It’s not yet clear what the Competition Commission will be focusing on in the inquiry into the public transport market it announced last week.
But there can be no question that pricing and competition in this market affect the lives of tens of millions of South Africans. They are crucial for economic outcomes too, given that 70% to 80% of the workforce relies on public transport, so its cost and availability affect wage pressures and productivity.
The commission has so far flagged issues such as the gap between subsidised bus services and unsubsidised minibus taxis, as well as responding to complaints that taxis, Uber operators, most buses and the Gautrain set prices without consulting the Department of Transport.
The commission, which expects the probe to last two years, may not find it easy. There are some aggressive operators within the often conflict-ridden industry. The commission needs to pursue its investigations without fear or favour.
It will have to show it has the capacity to do so, along with all its other merger and investigation work, and that the benefit of the exercise is greater than the cost in time and expense.

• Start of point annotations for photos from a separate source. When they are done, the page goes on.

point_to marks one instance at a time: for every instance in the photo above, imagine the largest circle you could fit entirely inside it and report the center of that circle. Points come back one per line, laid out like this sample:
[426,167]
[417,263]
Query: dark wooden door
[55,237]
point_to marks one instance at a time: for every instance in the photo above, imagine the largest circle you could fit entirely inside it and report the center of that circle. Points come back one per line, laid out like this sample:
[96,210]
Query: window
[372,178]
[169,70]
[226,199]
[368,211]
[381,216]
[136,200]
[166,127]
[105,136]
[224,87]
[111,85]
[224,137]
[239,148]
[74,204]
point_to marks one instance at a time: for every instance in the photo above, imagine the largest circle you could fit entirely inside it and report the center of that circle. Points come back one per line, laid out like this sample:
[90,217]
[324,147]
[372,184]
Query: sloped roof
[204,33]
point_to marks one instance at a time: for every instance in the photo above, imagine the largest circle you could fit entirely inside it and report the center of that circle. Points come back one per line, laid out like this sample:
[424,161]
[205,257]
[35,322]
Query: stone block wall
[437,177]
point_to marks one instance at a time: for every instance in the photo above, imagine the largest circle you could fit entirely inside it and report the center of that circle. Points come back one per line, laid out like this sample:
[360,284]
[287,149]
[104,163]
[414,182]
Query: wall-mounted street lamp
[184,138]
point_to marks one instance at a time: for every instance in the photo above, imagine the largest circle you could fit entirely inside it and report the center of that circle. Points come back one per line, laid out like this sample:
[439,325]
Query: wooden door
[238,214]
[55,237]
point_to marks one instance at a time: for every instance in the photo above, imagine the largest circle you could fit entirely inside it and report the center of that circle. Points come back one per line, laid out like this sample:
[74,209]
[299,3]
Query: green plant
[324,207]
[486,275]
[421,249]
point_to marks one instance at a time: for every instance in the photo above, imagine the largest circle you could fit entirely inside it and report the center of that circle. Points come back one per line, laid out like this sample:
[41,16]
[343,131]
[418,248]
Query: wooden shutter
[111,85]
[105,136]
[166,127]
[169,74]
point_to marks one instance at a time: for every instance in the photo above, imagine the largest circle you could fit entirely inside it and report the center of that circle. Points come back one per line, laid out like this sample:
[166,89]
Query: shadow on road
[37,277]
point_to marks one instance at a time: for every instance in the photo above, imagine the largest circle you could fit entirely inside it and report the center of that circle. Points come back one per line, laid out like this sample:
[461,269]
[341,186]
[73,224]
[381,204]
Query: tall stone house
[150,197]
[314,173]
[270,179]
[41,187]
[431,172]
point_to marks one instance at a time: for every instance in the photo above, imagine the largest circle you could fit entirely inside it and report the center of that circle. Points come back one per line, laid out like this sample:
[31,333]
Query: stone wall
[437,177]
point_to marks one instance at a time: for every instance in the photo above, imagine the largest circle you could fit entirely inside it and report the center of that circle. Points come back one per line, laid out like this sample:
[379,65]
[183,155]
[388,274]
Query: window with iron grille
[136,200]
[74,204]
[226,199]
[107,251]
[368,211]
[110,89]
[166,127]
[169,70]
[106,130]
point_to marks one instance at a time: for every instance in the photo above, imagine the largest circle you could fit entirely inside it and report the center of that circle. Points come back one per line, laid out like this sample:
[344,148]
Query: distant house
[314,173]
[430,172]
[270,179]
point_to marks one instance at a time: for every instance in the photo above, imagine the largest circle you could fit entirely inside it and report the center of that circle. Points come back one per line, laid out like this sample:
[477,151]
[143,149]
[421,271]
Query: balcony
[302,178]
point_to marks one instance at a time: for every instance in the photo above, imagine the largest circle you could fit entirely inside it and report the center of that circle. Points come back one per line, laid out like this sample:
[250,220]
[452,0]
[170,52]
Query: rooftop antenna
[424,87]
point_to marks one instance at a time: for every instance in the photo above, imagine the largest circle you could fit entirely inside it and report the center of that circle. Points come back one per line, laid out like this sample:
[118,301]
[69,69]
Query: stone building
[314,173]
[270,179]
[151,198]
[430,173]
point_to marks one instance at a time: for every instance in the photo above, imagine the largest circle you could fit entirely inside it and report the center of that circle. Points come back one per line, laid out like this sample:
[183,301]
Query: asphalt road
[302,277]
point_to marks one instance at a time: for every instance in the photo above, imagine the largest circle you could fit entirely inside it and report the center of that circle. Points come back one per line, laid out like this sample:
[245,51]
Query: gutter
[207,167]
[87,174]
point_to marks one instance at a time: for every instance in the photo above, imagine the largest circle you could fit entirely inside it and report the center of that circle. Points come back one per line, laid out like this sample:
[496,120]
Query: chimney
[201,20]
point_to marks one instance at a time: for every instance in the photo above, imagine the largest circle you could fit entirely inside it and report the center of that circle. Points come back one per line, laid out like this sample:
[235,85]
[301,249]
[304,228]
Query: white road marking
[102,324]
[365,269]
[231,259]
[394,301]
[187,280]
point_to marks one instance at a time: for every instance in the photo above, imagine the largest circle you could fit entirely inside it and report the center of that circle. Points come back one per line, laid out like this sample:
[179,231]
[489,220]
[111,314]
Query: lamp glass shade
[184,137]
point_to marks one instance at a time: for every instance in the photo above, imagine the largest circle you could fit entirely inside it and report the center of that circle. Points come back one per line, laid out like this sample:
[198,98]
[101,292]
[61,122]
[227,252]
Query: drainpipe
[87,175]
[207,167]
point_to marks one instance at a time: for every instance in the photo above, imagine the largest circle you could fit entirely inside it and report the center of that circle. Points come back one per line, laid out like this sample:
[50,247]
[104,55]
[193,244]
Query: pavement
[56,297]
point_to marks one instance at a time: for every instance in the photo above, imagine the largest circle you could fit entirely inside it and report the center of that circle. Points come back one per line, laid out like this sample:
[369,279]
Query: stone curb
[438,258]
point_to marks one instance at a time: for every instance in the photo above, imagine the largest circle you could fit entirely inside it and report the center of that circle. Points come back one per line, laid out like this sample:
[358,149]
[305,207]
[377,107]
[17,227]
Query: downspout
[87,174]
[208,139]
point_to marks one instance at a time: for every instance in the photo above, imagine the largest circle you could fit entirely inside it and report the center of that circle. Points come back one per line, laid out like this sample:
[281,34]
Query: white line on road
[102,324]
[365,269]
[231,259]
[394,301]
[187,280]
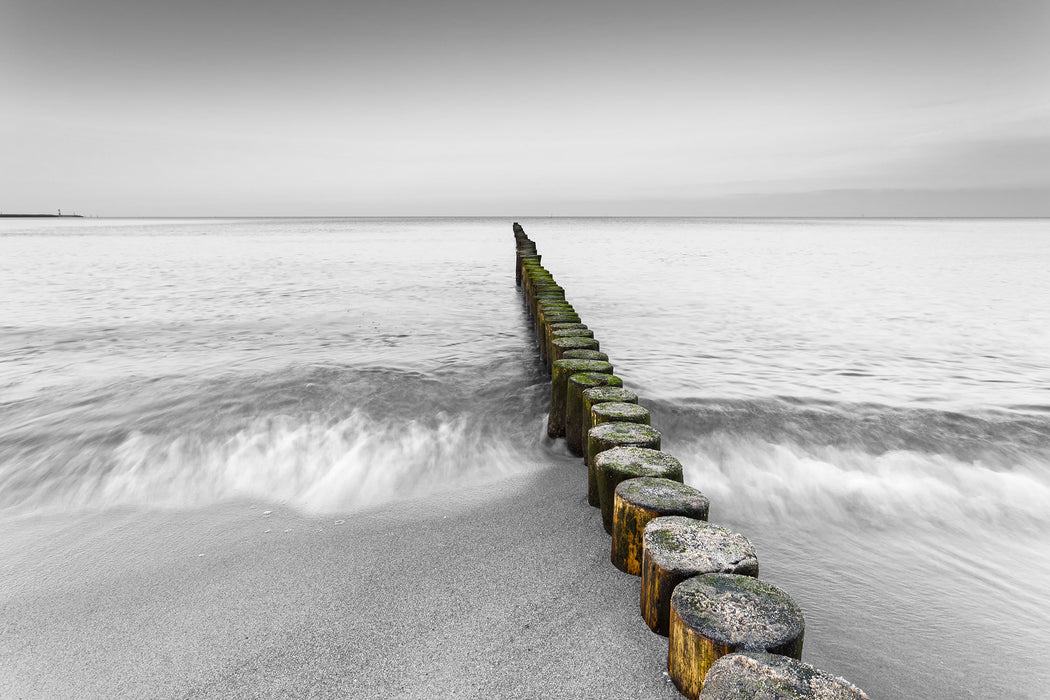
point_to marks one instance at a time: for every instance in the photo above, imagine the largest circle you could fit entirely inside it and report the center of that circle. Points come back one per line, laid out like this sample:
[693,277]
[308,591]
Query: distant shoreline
[41,216]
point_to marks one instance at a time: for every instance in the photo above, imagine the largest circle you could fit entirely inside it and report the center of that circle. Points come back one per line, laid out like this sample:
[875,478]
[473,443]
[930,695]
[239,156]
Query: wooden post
[713,615]
[561,370]
[618,464]
[584,355]
[761,676]
[574,403]
[637,501]
[614,414]
[676,548]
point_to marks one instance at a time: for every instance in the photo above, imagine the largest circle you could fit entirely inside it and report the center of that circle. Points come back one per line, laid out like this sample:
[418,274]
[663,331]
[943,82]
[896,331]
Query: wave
[878,466]
[320,440]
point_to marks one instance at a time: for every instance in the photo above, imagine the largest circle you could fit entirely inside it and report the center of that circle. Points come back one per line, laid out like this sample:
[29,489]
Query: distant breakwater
[41,216]
[730,634]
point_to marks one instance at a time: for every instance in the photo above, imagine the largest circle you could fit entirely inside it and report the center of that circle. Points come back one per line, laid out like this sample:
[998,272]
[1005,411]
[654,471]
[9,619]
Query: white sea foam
[760,479]
[313,465]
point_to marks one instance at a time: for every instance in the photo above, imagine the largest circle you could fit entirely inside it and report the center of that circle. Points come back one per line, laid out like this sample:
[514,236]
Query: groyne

Since the law was changed to enable the commission to launch market inquiries of its own accord, rather than as a response to complaints, it has launched a number of such inquiries, designed to establish what, if anything, is preventing competition in the relevant market and what might be done about it. The newer inquiries follow a much earlier one into banking, chaired by Thabani Jali, which was concluded in 2008 after a long and costly process.
The inquiry into the liquefied petroleum gas market, launched in 2014, reported back at the end of March.
The probe into the private healthcare sector, launched almost four years ago and chaired by retired judge Sandile Ngcobo, is still going strong after public hearings were held in 2016.
The inquiry continues to involve a great deal of research — and legal challenges.
Then there is the inquiry into the grocery retail market, chaired by University of Cape Town law professor Halton Cheadle, which was launched in 2016 and has already demanded a significant amount of information from the sector’s established players and recently called for submissions from all interested parties.
It is a somewhat random list of sectors and it’s not clear to what extent any of them have been or will be made more competitive by the inquiries.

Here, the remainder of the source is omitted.